Hint: It’s not necessarily gamers

GTC This week’s GPU Technology Conference saw Nvidia do something we haven’t see much of from the chip designer lately: refresh a consumer product.

For the increasingly enterprise-obsessed tech giant, GTC has become less and less about GPUs for gamers and everything to do with capitalizing on new and emerging markets, such as AI, robotics, autonomous vehicles, and the ever buzz-wordy metaverse. By metaverse, in this context, we mean 3D virtual reality worlds in which you can interact and collaborate with simulations, applications, and each other.

Nvidia CEO Jensen Huang, clad in his signature leather jacket, took to the stage — or is holodeck? we're not sure — to unveil a trio of RTX 40-series graphics cards powered by his engineers’ Ada Lovelace architecture.

For many tuning into Huang’s nearly hour and 45 minute-long keynote, that reveal may have been the only solid, relevant announcement at this fall’s event.

Using a set of cherry-picked benchmarks, Huang bragged about the performance gains of the RTX 4090 and 4080 graphics cards over their predecessors. The chip designer said the RTX 4090 will deliver 2x-4x higher performance compared to the company’s previous flagship 3090 TI that launched this spring.

Then there’s the price of these new RTX units. The cards are some of Nvidia’s most expensive to date. At $899 for the 12GB 4080 and $1,199 for the 16GB version, the cards are $200-$500 more expensive than the 3080 when it launched two years earlier. The price creep on the 4090 isn’t as severe. At $1,599, it’s about $100 more than when the 3090 made its debut in 2020.

Huang, speaking during a press conference Wednesday, defended the increase, arguing the performance gains and feature set more than made up for the higher price. He claimed the price hike was further justified by higher manufacturing and material costs.

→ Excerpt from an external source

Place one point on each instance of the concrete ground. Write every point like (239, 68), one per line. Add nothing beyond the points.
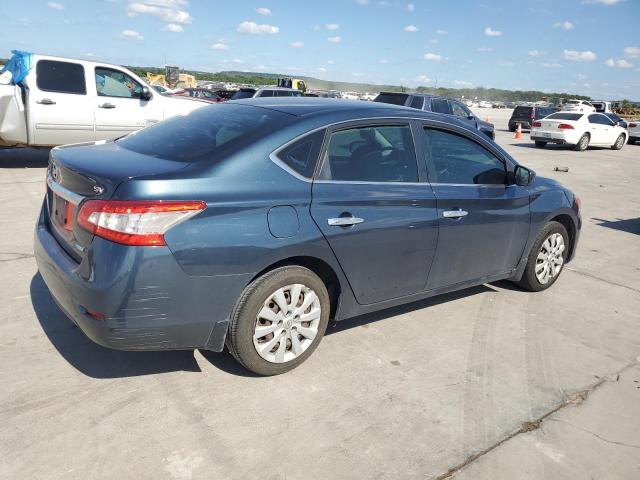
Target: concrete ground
(488, 383)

“A 12-inch wafer is a lot more expensive today than it was yesterday, and it’s not a little bit more expensive, it’s a ton more expensive,” he said, adding that "our performance with Ada Lovelace is monumentally better.”

But beyond the new cards, on which Huang spent fewer than two minutes detailing, it was back to business as usual. Here's a recap of Nvidia's bigger announcements at GTC.

Back to a dual-architecture model

The roughly 15 minutes leading up to the RTX announcement was spent on Nvidia’s new Ada Lovelace architecture, which sees the chip designer return once again to a dual-architecture model.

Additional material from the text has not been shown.